I don’t even bother unsubscribing anymore, I just mark it as spam and it stops appearing in my inbox
I work in IT, and part of ITs duties is managing the enail filter and investigate emails detected or reported as phish or spam.
We don’t normally see the actual email, but we get basically all the metadata, you can see all sender information, super useful when dickheads try to spoof the sender, we see all URLs in the emails, with a wuick summary of if it is a bad URL, attachments as well, they all get scanned and we get warnings about them if shit is bad.
I take great pleasure in blocking senders and reporting spam/phishing to improve the global filters.
If a bad email campaign has gone through the filter we have the tools to find the emails in the differebt mailboxes and delete them, the system is also capable of doing this automatically if it detects bad stuff after delivery.
Meanwhile microsoft’s exchange online can’t even prevent attackers from spoofing microsoft.com as the sender. I nearly got caught by a fake quarantine notification once. The thing that made me suspicious was that the fake login page only took a second to load. The real one is never that fast.
The entire quarantine BS is trying to reinvent the wheel of the spam folder and causes a shitload of headaches for our internal IT.

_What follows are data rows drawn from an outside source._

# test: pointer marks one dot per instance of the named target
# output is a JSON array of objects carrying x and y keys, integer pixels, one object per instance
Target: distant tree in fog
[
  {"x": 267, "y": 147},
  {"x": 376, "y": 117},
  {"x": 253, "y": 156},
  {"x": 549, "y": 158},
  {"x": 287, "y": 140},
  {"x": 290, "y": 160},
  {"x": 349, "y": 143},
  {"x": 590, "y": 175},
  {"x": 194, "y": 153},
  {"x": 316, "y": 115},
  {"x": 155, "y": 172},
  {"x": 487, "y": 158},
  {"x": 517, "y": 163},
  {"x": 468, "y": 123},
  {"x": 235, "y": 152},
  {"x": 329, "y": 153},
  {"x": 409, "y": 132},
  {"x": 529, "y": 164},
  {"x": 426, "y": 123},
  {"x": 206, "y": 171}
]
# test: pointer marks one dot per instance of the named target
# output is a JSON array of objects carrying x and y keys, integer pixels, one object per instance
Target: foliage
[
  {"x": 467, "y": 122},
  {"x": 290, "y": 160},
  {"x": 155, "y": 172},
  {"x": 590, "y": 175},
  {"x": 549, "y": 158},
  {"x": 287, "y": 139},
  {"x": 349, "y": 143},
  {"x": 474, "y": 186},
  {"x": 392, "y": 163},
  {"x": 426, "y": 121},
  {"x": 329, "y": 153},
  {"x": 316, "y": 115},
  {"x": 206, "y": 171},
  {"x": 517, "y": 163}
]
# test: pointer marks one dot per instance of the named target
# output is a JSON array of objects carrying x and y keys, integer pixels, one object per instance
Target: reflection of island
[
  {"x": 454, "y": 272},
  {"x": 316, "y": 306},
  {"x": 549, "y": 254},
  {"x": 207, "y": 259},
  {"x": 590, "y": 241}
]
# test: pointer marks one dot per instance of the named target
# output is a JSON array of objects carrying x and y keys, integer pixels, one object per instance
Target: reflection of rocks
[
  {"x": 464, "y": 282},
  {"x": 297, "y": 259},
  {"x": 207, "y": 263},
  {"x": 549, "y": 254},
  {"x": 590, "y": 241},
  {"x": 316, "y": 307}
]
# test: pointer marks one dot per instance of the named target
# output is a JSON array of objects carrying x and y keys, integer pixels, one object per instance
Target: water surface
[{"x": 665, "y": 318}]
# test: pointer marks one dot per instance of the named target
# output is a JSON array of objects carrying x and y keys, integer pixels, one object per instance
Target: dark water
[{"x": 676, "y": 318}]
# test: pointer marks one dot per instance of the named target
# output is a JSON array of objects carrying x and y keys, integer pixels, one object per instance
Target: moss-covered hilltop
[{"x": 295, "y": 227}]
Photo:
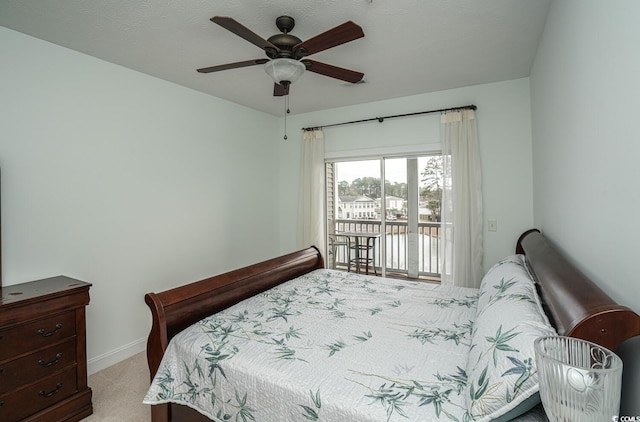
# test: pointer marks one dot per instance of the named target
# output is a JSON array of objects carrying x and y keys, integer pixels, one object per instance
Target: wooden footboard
[
  {"x": 576, "y": 306},
  {"x": 174, "y": 310}
]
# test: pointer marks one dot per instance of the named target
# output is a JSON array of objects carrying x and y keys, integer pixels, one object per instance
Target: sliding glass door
[{"x": 404, "y": 211}]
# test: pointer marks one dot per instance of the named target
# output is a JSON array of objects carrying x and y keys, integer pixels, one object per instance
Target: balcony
[{"x": 396, "y": 247}]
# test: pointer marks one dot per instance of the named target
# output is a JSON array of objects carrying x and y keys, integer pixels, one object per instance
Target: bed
[{"x": 286, "y": 339}]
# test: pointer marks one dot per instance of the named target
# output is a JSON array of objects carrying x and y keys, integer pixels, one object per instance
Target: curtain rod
[{"x": 382, "y": 119}]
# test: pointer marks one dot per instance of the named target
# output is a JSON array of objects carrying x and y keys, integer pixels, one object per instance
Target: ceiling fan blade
[
  {"x": 341, "y": 34},
  {"x": 280, "y": 90},
  {"x": 333, "y": 71},
  {"x": 243, "y": 32},
  {"x": 232, "y": 65}
]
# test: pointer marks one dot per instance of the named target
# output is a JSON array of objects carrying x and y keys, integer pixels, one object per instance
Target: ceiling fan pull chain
[{"x": 286, "y": 106}]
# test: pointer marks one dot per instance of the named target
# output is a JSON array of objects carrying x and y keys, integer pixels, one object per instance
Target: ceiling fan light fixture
[{"x": 284, "y": 70}]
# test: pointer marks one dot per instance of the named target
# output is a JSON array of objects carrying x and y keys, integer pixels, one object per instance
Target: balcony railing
[{"x": 396, "y": 246}]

Are you 100% certain that the sender domain was microsoft.com ? I have almost been had by something like rnicrosoft.com
Click here so we can track you, I mean unsubscribe you
The only acceptable email to receive in that case is “You have now unsubscribed from X”
IMO that’s unacceptable too. State that you’ve been unsubscribed on the confirmation page and never email again. You literally just told them never to email you again and they immediately emailed you. Also the ones that say “you’ll be removed from our mailing list in 2-3 weeks” should be fined. It doesn’t take 3 weeks to process an unsubscribe. Sure, it can take a day or two to propagate through all the databases if they use a convoluted database schema, and sync jobs, but WTF is up with 3 weeks? They’re just like “we’re going to go ahead and keep sending you shit for a few weeks. MK?”. Fuck you!
Definitely no to all that crap with weeks delay, unsubscribing should take seconds or at maximum until next DB sync, and that can’t be more than a few minutes.